Henry Ford in 1919. Linked from Wikipedia Commons

“The competitor to be feared is one who never bothers about you at all, but goes on making his own business better all the time.”

– Henry Ford

This is the first in an ongoing series of posts using great quotes and applying them to the building products industry. We hope you enjoy the series!

As marketers, no doubt you’ve talked with the CEO or other leader of your organization and been told, “Competitor X is doing Action Y; why aren’t we doing that yet?”

In recent years, those conversations many times are related to technology like mobile websites/apps or social media. All too often, companies in all segments of business fall into the “me too” trap of simply copying what their competitors are doing, rather than examining their business and developing product or service solutions that truly move the customer forward.

Developing those solutions is the theme for blogs, conferences and books all over the world because it’s such a critical need for all organizations, but it’s incredibly hard to do at the same time because there are so many factors involved. However, I don’t think any single factor is more important in the building products industry than engaging the people out in the field (field reps, territory sales reps, territory managers, etc).

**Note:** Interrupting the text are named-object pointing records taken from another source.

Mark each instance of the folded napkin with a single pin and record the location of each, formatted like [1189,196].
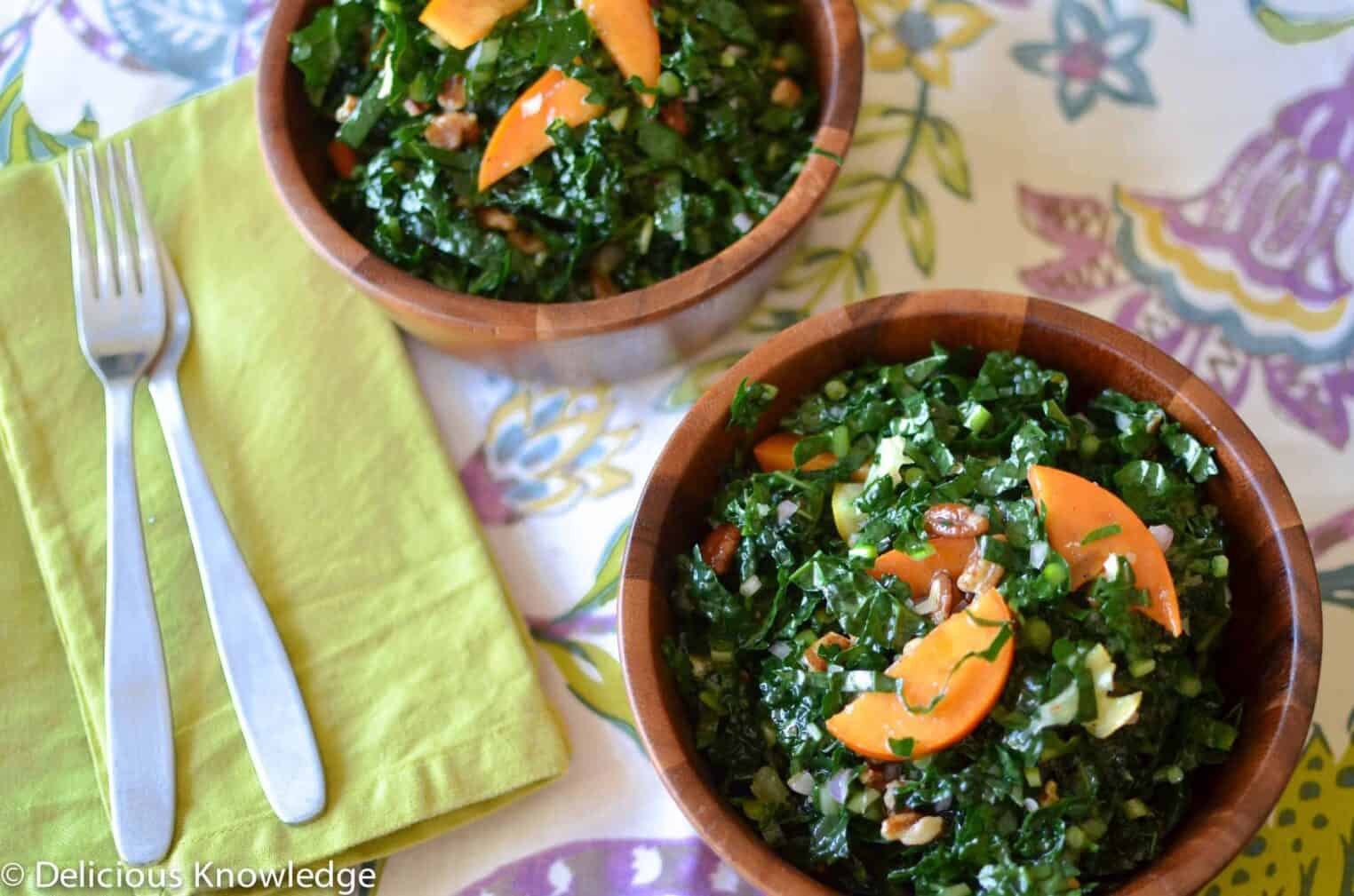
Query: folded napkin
[416,671]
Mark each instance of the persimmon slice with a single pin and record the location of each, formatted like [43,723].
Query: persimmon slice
[777,452]
[520,134]
[951,555]
[933,668]
[1075,508]
[465,22]
[625,28]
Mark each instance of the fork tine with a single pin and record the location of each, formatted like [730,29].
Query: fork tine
[82,279]
[102,252]
[147,244]
[126,267]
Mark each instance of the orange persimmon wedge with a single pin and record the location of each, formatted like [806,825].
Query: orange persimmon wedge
[951,555]
[625,28]
[971,688]
[1074,508]
[465,22]
[520,134]
[777,452]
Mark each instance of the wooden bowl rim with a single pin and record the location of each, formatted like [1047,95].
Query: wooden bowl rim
[524,321]
[649,685]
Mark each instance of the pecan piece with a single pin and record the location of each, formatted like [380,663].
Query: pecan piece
[953,521]
[452,96]
[720,546]
[979,573]
[941,597]
[912,829]
[814,660]
[452,131]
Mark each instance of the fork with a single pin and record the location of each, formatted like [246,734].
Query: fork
[263,686]
[121,321]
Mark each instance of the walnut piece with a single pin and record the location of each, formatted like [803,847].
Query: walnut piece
[720,546]
[816,662]
[452,131]
[787,93]
[953,521]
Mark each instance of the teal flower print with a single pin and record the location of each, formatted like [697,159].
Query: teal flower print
[1092,56]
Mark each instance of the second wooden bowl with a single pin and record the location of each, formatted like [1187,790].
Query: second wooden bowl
[1273,645]
[619,337]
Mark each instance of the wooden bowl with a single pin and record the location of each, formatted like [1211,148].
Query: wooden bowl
[1277,615]
[617,337]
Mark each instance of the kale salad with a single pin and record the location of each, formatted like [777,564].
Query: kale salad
[952,637]
[558,152]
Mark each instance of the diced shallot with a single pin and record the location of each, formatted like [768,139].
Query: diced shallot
[800,784]
[837,785]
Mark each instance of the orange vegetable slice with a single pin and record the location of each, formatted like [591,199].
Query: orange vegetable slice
[520,134]
[777,452]
[465,22]
[625,28]
[935,666]
[1074,508]
[951,555]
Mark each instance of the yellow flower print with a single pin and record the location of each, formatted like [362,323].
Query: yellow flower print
[921,34]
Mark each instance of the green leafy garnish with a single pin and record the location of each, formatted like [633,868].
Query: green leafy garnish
[619,203]
[1103,532]
[751,400]
[958,426]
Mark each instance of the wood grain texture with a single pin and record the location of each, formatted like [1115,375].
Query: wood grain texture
[617,337]
[1277,620]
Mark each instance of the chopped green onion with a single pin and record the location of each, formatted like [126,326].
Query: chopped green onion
[864,551]
[1038,634]
[1140,668]
[1075,838]
[619,116]
[1135,808]
[1103,532]
[841,440]
[669,84]
[902,746]
[1189,686]
[976,417]
[768,787]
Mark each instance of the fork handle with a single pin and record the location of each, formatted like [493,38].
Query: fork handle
[141,782]
[263,686]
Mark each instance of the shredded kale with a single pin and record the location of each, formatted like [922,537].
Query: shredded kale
[751,400]
[1032,802]
[619,203]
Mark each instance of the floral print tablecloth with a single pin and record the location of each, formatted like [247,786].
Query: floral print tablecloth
[1181,167]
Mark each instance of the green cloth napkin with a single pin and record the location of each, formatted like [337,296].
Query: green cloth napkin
[418,679]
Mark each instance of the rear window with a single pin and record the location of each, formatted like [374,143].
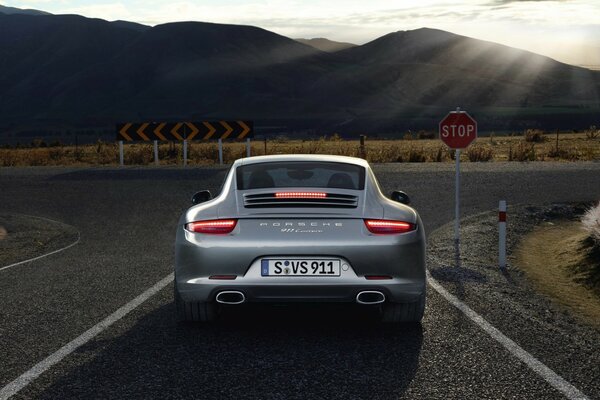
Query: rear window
[300,174]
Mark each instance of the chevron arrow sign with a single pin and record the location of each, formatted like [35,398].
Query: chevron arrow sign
[179,131]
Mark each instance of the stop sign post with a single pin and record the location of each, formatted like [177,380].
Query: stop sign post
[457,130]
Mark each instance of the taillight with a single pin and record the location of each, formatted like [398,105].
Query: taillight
[384,226]
[216,226]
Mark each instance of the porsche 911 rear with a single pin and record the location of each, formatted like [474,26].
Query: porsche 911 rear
[300,229]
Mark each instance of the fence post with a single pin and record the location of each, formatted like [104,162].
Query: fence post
[121,153]
[220,152]
[502,234]
[362,153]
[156,152]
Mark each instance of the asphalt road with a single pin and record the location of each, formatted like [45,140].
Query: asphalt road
[126,219]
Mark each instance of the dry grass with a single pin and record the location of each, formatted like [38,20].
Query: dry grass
[571,147]
[556,259]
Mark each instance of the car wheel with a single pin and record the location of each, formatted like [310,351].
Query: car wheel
[194,311]
[404,312]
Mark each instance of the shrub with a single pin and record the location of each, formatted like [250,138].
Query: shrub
[591,223]
[522,152]
[592,133]
[478,153]
[417,155]
[534,135]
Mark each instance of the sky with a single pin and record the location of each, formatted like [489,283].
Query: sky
[566,30]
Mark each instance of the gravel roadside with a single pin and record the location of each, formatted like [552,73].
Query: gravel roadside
[24,237]
[507,299]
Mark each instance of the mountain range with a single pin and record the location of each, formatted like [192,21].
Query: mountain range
[67,71]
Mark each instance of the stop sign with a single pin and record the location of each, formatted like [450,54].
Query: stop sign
[458,129]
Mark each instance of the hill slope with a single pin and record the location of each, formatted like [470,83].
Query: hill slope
[14,10]
[74,71]
[327,45]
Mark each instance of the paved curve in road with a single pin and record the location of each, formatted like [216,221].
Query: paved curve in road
[126,220]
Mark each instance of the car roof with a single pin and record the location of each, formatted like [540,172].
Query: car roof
[301,157]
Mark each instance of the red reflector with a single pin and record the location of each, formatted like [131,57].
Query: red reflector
[223,277]
[383,226]
[217,226]
[300,195]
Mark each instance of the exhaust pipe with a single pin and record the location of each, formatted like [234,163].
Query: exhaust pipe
[230,297]
[369,297]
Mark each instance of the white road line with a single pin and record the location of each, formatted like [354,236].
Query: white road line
[560,384]
[43,255]
[38,369]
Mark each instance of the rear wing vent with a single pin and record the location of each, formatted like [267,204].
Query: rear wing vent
[300,199]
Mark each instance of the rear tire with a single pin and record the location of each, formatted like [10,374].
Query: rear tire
[194,311]
[404,312]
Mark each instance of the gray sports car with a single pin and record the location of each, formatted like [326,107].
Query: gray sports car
[300,228]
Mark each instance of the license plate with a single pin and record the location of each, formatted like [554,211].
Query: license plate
[299,267]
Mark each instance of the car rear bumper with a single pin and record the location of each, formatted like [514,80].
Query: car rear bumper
[400,257]
[394,291]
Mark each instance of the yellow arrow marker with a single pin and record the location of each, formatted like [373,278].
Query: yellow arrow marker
[123,131]
[194,130]
[245,128]
[228,131]
[158,132]
[175,130]
[211,130]
[140,131]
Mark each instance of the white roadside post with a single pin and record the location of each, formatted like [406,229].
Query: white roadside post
[457,130]
[184,153]
[220,151]
[156,152]
[502,234]
[121,162]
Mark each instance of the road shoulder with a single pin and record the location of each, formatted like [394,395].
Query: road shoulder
[509,301]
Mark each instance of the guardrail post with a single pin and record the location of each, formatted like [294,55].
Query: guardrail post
[121,163]
[184,153]
[502,234]
[220,152]
[156,152]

  • They’re with your customers every day.
  • They’re frequently younger and closer to the technology that drives so much innovation today.
  • Because they’re out in the field and younger, they’re less likely to be bogged down by organizational structure and history, which can both be barriers to innovation.

So what’s the best way to engage them? Here’s five ways to start:

  1. Take the focus off sales (momentarily). While those field people are many times salespeople, they need to understand what a difference they can make for the organization, beyond just hitting their quotas.
  2. Shut Up and Listen. Building off #1 – by understanding & engaging with a customer’s business, they can understand what a customer means, not just hear what they say – your field people need to embrace that.
  3. Get them together. How often do your field teams have the chance to get together and figure out how to move the customer forward? You’ve probably got sales meetings, but do those meetings include time to brainstorm and discuss ways to improve the overall business?
  4. Empower them. As the CMO, people in the field may not be direct reports for you, and it’s easy for great ideas to get lost in the chain of command. Empower those people to contact you directly or develop a system to bring ideas to the forefront, such as a forum/message board on your company Intranet.
  5. Reward them. It doesn’t have to just be cold hard cash, though that’s great too. People need to feel valued and appreciated, especially if their idea is the big one.